The voice growled out of the cell again. “The Jeweler’s rings, you got one of ’em?”
Cort dropped the phone in his pocket and stretched his legs, pushed harder. Ignored the rain soaking through his jacket and dripping into his eyes.
Reaching the building, he took the steps two at a time. Where was she? Did the rat bastard hurt her? He yanked at the door handle. Locked. Ma
ra’d used a key. He cursed the building security that let in her mugger but not her rescuer. His hand shaking, he jabbed a call button beside the door.
Nothing.
He jabbed another.
Still nothing.
He pressed more buttons. Leaned on them.
Finally some trusting fool buzzed the door lock.
Cort barreled through the two doors into darkness. Flattened against the wall and fished in his pocket. Flicked on the mini-flashlight attached to his keys. Swept the thin beam over the stairs, then the hallway.
“Who’s there? Look out!” Mara called out.

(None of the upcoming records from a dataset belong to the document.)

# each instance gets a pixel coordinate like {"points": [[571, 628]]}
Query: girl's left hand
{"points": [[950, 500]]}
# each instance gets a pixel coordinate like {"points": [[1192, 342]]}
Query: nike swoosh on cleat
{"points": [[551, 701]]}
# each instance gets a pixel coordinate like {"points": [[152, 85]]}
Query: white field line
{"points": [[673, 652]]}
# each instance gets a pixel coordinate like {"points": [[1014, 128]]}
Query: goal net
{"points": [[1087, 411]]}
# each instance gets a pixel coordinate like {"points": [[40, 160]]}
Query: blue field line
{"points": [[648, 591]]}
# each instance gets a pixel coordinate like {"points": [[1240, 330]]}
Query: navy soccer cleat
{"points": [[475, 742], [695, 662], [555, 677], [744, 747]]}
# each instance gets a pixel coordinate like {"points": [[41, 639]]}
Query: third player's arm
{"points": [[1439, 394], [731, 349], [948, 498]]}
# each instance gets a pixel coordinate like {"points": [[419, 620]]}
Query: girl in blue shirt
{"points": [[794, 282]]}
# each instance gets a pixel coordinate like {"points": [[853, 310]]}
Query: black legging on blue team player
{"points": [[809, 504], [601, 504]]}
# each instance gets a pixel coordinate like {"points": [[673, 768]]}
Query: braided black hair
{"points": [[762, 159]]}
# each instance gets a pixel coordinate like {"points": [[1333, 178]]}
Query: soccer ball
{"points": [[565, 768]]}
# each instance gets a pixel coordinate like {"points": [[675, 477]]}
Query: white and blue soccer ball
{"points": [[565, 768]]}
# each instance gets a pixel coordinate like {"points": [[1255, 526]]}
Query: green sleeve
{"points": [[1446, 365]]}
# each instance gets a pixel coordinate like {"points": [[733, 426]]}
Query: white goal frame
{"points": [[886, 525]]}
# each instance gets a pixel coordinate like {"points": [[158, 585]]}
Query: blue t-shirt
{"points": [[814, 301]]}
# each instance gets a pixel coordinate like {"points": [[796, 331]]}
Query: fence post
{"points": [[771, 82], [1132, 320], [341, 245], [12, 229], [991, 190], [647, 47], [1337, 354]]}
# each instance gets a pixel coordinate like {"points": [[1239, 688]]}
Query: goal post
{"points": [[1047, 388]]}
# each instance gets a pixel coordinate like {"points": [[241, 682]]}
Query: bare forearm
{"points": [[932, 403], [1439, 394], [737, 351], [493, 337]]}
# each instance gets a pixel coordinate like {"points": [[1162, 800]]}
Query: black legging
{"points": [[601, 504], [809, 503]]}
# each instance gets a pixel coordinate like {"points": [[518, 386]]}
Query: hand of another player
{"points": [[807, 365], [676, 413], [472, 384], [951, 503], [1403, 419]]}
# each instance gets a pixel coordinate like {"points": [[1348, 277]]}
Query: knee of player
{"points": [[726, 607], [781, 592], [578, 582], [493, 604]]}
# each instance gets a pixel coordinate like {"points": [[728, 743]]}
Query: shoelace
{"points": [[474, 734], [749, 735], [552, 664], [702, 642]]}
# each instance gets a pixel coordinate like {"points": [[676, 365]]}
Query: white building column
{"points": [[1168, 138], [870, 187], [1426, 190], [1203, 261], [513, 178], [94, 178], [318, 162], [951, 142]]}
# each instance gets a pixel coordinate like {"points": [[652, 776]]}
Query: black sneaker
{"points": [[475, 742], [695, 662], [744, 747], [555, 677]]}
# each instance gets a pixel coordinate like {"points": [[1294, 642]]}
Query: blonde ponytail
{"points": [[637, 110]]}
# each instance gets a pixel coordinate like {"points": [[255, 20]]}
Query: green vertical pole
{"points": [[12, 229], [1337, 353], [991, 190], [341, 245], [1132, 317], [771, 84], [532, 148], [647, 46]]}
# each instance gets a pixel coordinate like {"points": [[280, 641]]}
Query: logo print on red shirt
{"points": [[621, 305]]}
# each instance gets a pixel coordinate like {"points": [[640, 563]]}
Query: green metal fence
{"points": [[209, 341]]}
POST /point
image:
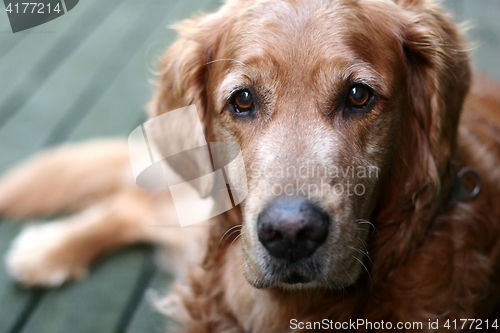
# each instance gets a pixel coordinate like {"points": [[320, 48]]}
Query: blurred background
{"points": [[88, 74]]}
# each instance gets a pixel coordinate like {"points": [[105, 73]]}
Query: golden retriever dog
{"points": [[392, 217]]}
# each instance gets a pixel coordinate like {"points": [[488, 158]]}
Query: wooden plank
{"points": [[484, 35], [92, 309], [38, 55], [132, 89], [117, 59], [19, 140], [147, 318], [34, 123], [12, 298]]}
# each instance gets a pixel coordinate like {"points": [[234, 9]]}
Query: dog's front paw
{"points": [[42, 256]]}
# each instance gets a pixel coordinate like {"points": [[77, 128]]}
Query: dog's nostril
{"points": [[292, 228]]}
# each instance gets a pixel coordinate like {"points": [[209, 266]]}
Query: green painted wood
{"points": [[39, 54], [484, 35], [132, 89], [12, 298], [93, 304]]}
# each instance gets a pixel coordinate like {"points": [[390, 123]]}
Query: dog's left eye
{"points": [[243, 101]]}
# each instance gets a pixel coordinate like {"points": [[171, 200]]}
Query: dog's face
{"points": [[319, 96], [315, 108]]}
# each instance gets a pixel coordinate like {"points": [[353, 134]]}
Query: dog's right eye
{"points": [[243, 101]]}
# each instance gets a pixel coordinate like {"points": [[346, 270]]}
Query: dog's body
{"points": [[300, 84]]}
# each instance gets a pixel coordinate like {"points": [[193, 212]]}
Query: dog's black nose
{"points": [[292, 228]]}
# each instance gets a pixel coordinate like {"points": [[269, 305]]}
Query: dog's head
{"points": [[345, 111]]}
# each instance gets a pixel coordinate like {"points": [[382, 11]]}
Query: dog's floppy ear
{"points": [[181, 81], [438, 78]]}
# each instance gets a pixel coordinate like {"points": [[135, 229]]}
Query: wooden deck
{"points": [[86, 74]]}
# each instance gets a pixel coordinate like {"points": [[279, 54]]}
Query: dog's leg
{"points": [[49, 254], [65, 179]]}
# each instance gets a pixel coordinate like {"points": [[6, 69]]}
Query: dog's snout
{"points": [[292, 228]]}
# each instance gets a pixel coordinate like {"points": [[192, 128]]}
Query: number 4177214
{"points": [[32, 8]]}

A heavy weight slammed onto the side of his head. He toppled like a load of mahogany.
Chapter 4
“Cort?” Panic edged her voice.
“Stay put. Call the cops.” Cort’s head spun. Pain fractured out from where the creep hit him. He heard footfalls down the hallway toward the back of the building.
Shaking off the blow, he pushed to his feet and started toward the sound. Was it running feet or did he hear only the pounding in his skull? He blinked at the gloom ahead, stumbled on the uneven floor. His tiny flashlight scarcely penetrated the darkness and he groped the rest of the way along the wall.
A door banged shut and he surged ahead but smacked into cold metal.
He tore open the heavy door. Rain drenched his face. He sucked in the cool, damp air. Still dizzy, a gong ringing inside his head, he stumbled down metal steps into an alley, dimly lit by windows in surrounding buildings.
Three cars, one of them Mara’s, sat in lined spaces beside a couple of trash containers. Cascading water from a downspout churned a stack of newspapers into a sodden mess.
Nobody.
Dammit, he’d been too late to nab the mugger. Gingerly he touched his aching head and felt a lump beginning to bloom above his left temple. In the bad light, he couldn’t tell blood from rainwater. He searched the alley further, then tromped back inside.
Light spilled from Mara’s apartment onto the tiled floor. She stood in the doorway, hair damp and disheveled, hands knotted in front of her.